A 2 kg ball is dropped from a height of 20 m. What is its speed just before hitting the ground? (Ignore air resistance.)

Using conservation of energy:

At the top: all energy is PE = mgh = 2 × 9.81 × 20 = 392.4 J, KE = 0

At the bottom: all energy is KE, PE = 0

$\frac{1}{2}mv^2 = mgh \quad \Rightarrow \quad v = \sqrt{2gh} = \sqrt{2 \times 9.81 \times 20} \approx 19.8 \text{ m/s}$

Note: the mass cancels — all objects (regardless of mass) reach the same speed when dropped from the same height.
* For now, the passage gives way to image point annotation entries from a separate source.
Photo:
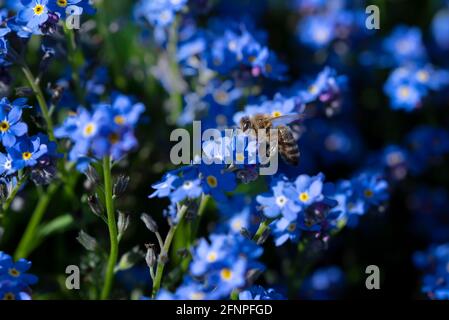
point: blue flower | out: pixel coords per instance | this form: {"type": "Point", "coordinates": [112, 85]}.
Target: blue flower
{"type": "Point", "coordinates": [14, 279]}
{"type": "Point", "coordinates": [309, 189]}
{"type": "Point", "coordinates": [6, 166]}
{"type": "Point", "coordinates": [216, 182]}
{"type": "Point", "coordinates": [159, 12]}
{"type": "Point", "coordinates": [179, 184]}
{"type": "Point", "coordinates": [16, 271]}
{"type": "Point", "coordinates": [108, 130]}
{"type": "Point", "coordinates": [33, 14]}
{"type": "Point", "coordinates": [76, 7]}
{"type": "Point", "coordinates": [260, 293]}
{"type": "Point", "coordinates": [284, 230]}
{"type": "Point", "coordinates": [11, 126]}
{"type": "Point", "coordinates": [281, 200]}
{"type": "Point", "coordinates": [440, 28]}
{"type": "Point", "coordinates": [324, 284]}
{"type": "Point", "coordinates": [26, 152]}
{"type": "Point", "coordinates": [434, 263]}
{"type": "Point", "coordinates": [405, 44]}
{"type": "Point", "coordinates": [316, 31]}
{"type": "Point", "coordinates": [224, 263]}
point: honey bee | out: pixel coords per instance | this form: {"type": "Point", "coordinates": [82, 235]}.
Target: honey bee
{"type": "Point", "coordinates": [288, 147]}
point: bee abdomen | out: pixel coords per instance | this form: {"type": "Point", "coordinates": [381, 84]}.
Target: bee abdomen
{"type": "Point", "coordinates": [288, 147]}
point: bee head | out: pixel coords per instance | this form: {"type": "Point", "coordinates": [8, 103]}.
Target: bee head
{"type": "Point", "coordinates": [245, 123]}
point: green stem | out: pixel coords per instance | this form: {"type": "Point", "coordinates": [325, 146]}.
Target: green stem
{"type": "Point", "coordinates": [40, 99]}
{"type": "Point", "coordinates": [164, 252]}
{"type": "Point", "coordinates": [12, 195]}
{"type": "Point", "coordinates": [175, 96]}
{"type": "Point", "coordinates": [112, 225]}
{"type": "Point", "coordinates": [201, 209]}
{"type": "Point", "coordinates": [75, 60]}
{"type": "Point", "coordinates": [27, 242]}
{"type": "Point", "coordinates": [4, 221]}
{"type": "Point", "coordinates": [262, 227]}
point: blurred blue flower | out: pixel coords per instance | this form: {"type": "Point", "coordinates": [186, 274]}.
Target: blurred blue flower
{"type": "Point", "coordinates": [14, 279]}
{"type": "Point", "coordinates": [260, 293]}
{"type": "Point", "coordinates": [33, 14]}
{"type": "Point", "coordinates": [281, 200]}
{"type": "Point", "coordinates": [316, 31]}
{"type": "Point", "coordinates": [433, 263]}
{"type": "Point", "coordinates": [440, 28]}
{"type": "Point", "coordinates": [324, 284]}
{"type": "Point", "coordinates": [11, 126]}
{"type": "Point", "coordinates": [404, 44]}
{"type": "Point", "coordinates": [26, 152]}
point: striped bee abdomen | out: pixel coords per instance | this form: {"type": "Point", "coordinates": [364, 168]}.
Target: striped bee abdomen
{"type": "Point", "coordinates": [288, 147]}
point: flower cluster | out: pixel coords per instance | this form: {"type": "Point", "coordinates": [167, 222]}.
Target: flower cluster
{"type": "Point", "coordinates": [326, 23]}
{"type": "Point", "coordinates": [41, 16]}
{"type": "Point", "coordinates": [22, 151]}
{"type": "Point", "coordinates": [414, 76]}
{"type": "Point", "coordinates": [434, 263]}
{"type": "Point", "coordinates": [14, 280]}
{"type": "Point", "coordinates": [160, 13]}
{"type": "Point", "coordinates": [310, 205]}
{"type": "Point", "coordinates": [222, 265]}
{"type": "Point", "coordinates": [324, 284]}
{"type": "Point", "coordinates": [107, 130]}
{"type": "Point", "coordinates": [188, 183]}
{"type": "Point", "coordinates": [260, 293]}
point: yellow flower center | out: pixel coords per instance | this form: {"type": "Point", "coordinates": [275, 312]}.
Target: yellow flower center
{"type": "Point", "coordinates": [404, 92]}
{"type": "Point", "coordinates": [212, 256]}
{"type": "Point", "coordinates": [9, 296]}
{"type": "Point", "coordinates": [368, 193]}
{"type": "Point", "coordinates": [313, 89]}
{"type": "Point", "coordinates": [221, 97]}
{"type": "Point", "coordinates": [280, 201]}
{"type": "Point", "coordinates": [120, 120]}
{"type": "Point", "coordinates": [212, 181]}
{"type": "Point", "coordinates": [114, 138]}
{"type": "Point", "coordinates": [26, 155]}
{"type": "Point", "coordinates": [226, 274]}
{"type": "Point", "coordinates": [423, 76]}
{"type": "Point", "coordinates": [237, 225]}
{"type": "Point", "coordinates": [14, 272]}
{"type": "Point", "coordinates": [240, 157]}
{"type": "Point", "coordinates": [38, 9]}
{"type": "Point", "coordinates": [196, 296]}
{"type": "Point", "coordinates": [304, 196]}
{"type": "Point", "coordinates": [4, 126]}
{"type": "Point", "coordinates": [268, 68]}
{"type": "Point", "coordinates": [62, 3]}
{"type": "Point", "coordinates": [89, 129]}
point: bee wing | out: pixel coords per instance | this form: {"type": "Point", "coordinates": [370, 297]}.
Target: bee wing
{"type": "Point", "coordinates": [286, 119]}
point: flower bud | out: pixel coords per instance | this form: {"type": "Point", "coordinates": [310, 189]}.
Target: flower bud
{"type": "Point", "coordinates": [95, 205]}
{"type": "Point", "coordinates": [123, 222]}
{"type": "Point", "coordinates": [244, 232]}
{"type": "Point", "coordinates": [149, 222]}
{"type": "Point", "coordinates": [88, 242]}
{"type": "Point", "coordinates": [264, 236]}
{"type": "Point", "coordinates": [120, 185]}
{"type": "Point", "coordinates": [150, 256]}
{"type": "Point", "coordinates": [92, 175]}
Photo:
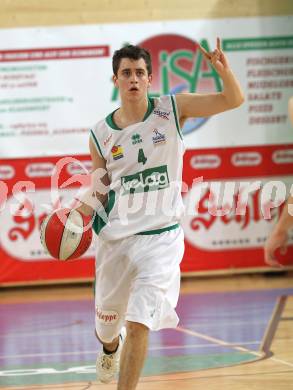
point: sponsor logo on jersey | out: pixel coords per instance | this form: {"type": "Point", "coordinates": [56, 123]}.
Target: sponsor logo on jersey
{"type": "Point", "coordinates": [136, 139]}
{"type": "Point", "coordinates": [162, 114]}
{"type": "Point", "coordinates": [151, 179]}
{"type": "Point", "coordinates": [158, 137]}
{"type": "Point", "coordinates": [117, 152]}
{"type": "Point", "coordinates": [107, 140]}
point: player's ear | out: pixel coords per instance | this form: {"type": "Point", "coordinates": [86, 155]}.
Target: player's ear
{"type": "Point", "coordinates": [114, 78]}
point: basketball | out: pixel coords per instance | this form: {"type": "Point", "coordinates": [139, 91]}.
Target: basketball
{"type": "Point", "coordinates": [65, 234]}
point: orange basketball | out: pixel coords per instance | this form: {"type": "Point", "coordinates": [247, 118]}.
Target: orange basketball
{"type": "Point", "coordinates": [65, 234]}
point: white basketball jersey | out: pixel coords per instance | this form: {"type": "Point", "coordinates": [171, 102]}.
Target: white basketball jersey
{"type": "Point", "coordinates": [144, 164]}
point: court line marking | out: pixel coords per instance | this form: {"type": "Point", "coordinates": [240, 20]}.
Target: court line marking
{"type": "Point", "coordinates": [218, 341]}
{"type": "Point", "coordinates": [170, 347]}
{"type": "Point", "coordinates": [267, 339]}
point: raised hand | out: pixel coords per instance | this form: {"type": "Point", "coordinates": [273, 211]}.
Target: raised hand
{"type": "Point", "coordinates": [217, 58]}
A roller coaster cart starts from rest at a height of 40 m. What is the minimum height a loop of radius 8 m can be at for the cart to complete the loop?

At the top of the loop, the cart needs a minimum centripetal acceleration of g:

$v_{min}^2 = gR = 9.81 \times 8 = 78.5 \text{ m}^2\text{/s}^2$

Using energy conservation from start height $H$ to loop top height $h_{loop} + 2R$:

$mgH = mg(h_{loop} + 2R) + \frac{1}{2}mv_{min}^2$

If the loop sits at ground level ($h_{loop} = 0$):

$h_{loop} = H - 2R - \frac{v_{min}^2}{2g} = 40 - 16 - 4 = 20 \text{ m}$

The loop top is at 16 m. Since 40 m > 16 m, the cart completes the loop with speed to spare.